Forum Moderators: open
Why should I allow Google to use excessive bandwidth (172760 pages in 90 days on a 1000 page site) to list my pages, if in the search categories or directories, sites that are closed or have not been updated for 2 years are listed ahead of me? Apparently Google is applying little or no factors for last webpage update in their current searchs? but only for sending out the freshbot?
Our site is updated on a regular basis, and is fresh botted daily. Interesting that old pages that have not been on the site for months are not being removed from the google directory either? Based on the above have to wonder how effective the search algo really is?
At least in our category results are "link rated", not by content, updates or freshness.
Any comments appreciated.
To me this cuts to the heart of the search engine happenings on the web today. Search engines creating their own cached databases, using remote (our) servers to serve up the content. Results only as they see them, and in our category, really skewed. As website administators, we, not the search engines are paying for that....ummm...service? through bandwidth. If I am paying for something, I would expect it to be in a functioning order. Perhaps the benefits outweigh the costs, but having search engines continuosly prowling around our sites is expensive, in bandwidth. My files are dated....why not just delete ones that are no longer there, and update new ones from dates? Seems easy? Isnt this how it is supposed to work? Why does google freshbot a page when it hasn't changed? Because it might have changed? Save everyone some money, and only reindex changed pages. As a sidelight what benefit is a fresh tag to our site? Think it entices the average person to visit?
Pages that cannot be found for over three months should be removed from listings...this is plain common sense. I keep hearing my peers say this is done, but I don't personally see this happening. Why should we have to redirect poor search engine performance, through programming?

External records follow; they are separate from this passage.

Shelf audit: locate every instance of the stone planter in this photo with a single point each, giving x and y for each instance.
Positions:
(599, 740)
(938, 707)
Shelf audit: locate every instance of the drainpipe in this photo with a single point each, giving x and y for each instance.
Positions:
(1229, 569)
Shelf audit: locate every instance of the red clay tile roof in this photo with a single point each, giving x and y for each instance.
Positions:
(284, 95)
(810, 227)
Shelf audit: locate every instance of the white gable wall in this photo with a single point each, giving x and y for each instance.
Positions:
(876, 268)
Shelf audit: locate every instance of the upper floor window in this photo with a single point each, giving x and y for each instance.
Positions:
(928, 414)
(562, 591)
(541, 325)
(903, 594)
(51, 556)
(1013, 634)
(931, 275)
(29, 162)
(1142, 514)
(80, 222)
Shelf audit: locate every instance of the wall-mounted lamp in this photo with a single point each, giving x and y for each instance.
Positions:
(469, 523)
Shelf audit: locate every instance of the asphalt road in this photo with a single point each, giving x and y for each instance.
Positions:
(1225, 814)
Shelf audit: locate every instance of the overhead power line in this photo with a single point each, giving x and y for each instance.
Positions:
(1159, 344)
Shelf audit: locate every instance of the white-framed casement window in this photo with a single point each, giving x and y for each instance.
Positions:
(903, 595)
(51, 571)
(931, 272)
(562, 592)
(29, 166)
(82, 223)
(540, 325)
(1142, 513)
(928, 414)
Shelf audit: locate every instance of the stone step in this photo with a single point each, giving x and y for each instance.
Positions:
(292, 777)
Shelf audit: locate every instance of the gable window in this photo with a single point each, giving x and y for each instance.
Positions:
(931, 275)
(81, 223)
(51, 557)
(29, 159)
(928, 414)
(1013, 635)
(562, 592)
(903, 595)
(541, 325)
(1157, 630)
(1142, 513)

Just some thoughts....from an early morning hangover:)
Googleguy also posted here how you can reduce the amount of crawler hits by letting the bot know when your pages were "last modified". Bit technical for me, but your server admin could set it for you maybe. Do a site search for "last modified" and look for googleguy posts. Otherwise one of the more knowledgeable members here may be able to more specific than me.
[edited by: Visi at 4:02 pm (utc) on Jan. 4, 2003]
marek....does update search functions, thanks
an old un-updated page can still be very topical and important to recent thoughts.
I guess the original "Google-Pagerank" pdf document of the Google founders had not been updated since then. But it will probably still be "quoted" of voted through recently added links as of now.
Google seems to show an interest in the age of links:
see the Honorable Mention for Laird Breyer in the Google programing contest:
[google.com...]
...suggested some modifications to take into account the "age" of each link to reduce Pagerank's tendency to bias against newly-created pages.
By the way, most members here cry murder, the moment they do not get visited by any Googlebot daily...
BTW, will there be another programming contest this year?
Google did call it the annual contest...
vitaplease, thanks (I think...lol)....for the info.
Your comment about people upset when google doesnt come every day is what I don't understand, I guess. If I am indexed say once or twice a month and maintain my rankings in the search functions, what purpose is visiting daily doing for me other than using bandwidth? It doesnt go deep enough into a site to note most of the changes or additions, so what purpose other than having googles cache copy fresh does it serve?
google requests a page
you return the page with a "last-modified" date
google requests the page again, with "if-modified-since" with the date that you sent them
If you have changed the file since then, you send them the new version.
If you haven't changed the file since then, you send them a "Not-modified"
Most web servers that are only serving up static content, regular html pages, already have this set. If you are serving up any sort of dynamic content, then it is your reponsibility to handle this.
As for old pages, are they really off your server, or is it just that you no longer link to them? Have you tried following these link to see what happens?
Was there already a custom 404 page? If it was not returning a status of 404 when redirected, you might just be telling google that the page they requested still exists.
Oh yeah, I personally give a lot more credit to old links from old pages to other old pages. There is often a reason that they lasted so long.
[google.com...]
Oh yeah, I personally give a lot more credit to old links from old pages to other old pages. There is often a reason that they lasted so long
BigDave, I agree, if that page giving the old links is still updated regularily.
When checking the inbound links from competition and asking for similar links from sites linking to my competition, I often find totally abandonded pages, high Pagerank, but last updated 2000 stuff..
I often wonder if and when Google's algo will take that into consideration..
Enter the URL of one of the pages that you have removed.
The top line should have
HTTP/1.1 404 Not Found
if you have
HTTP/1.1 200 OK
then you are telling google that the file still exists.